Trieste, à la croisée des cultures
Un temps indépendante sous l’influence de Rome, Tieste quitte l’empire austro-hongrois en 1921 pour devenir ville italienne. Il faudra attendre 1977 pour que la cité située sur les bords du Golfe de l’Adriatique ne se ressente vraiment comme telle. Forte de sa position géographique, au carrefour de l’Europe du Nord et de l’extrême Europe de l’Est, elle renoue aujourd’hui avec sa culture cosmopolite.
Trieste, la belle endormie se réveille
Ville austro-hongroise au pied des Alpes, Trieste devient italienne en 1921. Elle connaît alors sa grande période au XIXe siècle, notamment grâce à la ligne de chemin de fer la reliant à Vienne, et aux peintres et écrivains qui y séjournent et s’en inspirent.
Le début des années 1900 lui est cependant moins favorable. Son port perd rapidement de son importance et la ville entre dans une grande crise économique. Les habitants italiens cherchent à fuir la cité pour rejoindre leur pays natal. Trieste s’éteint petit à petit.

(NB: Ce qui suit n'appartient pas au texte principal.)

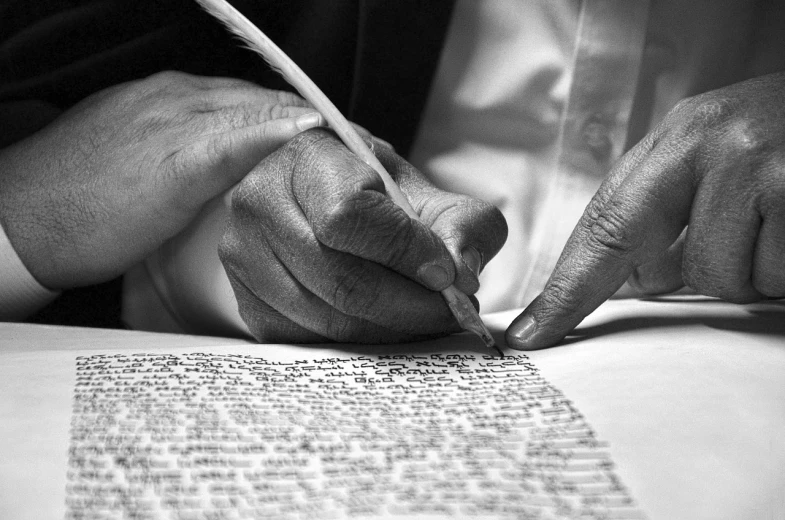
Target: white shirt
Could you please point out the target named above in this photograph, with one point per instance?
(490, 130)
(20, 293)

Le XXIe siècle semble pourtant marquer un tournant pour la belle de l’Adriatique qui s’inscrit aujourd’hui comme un véritable carrefour entre Orient et Occident.
La voisine mal-aimée de la Sérénissime Venise redore ses lettres de noblesse en dévoilant un patrimoine exceptionnel. Trieste s’illumine et paraît renaître de ses cendres. L’empire austro-hongrois nous offre ses monuments majestueux et ses jardins gigantesques dans une atmosphère maritime. La cité italienne nous replonge dans l’Histoire avec ses bâtiments de compagnies de navigation qui ont fait la réputation de son port au XIXe siècle.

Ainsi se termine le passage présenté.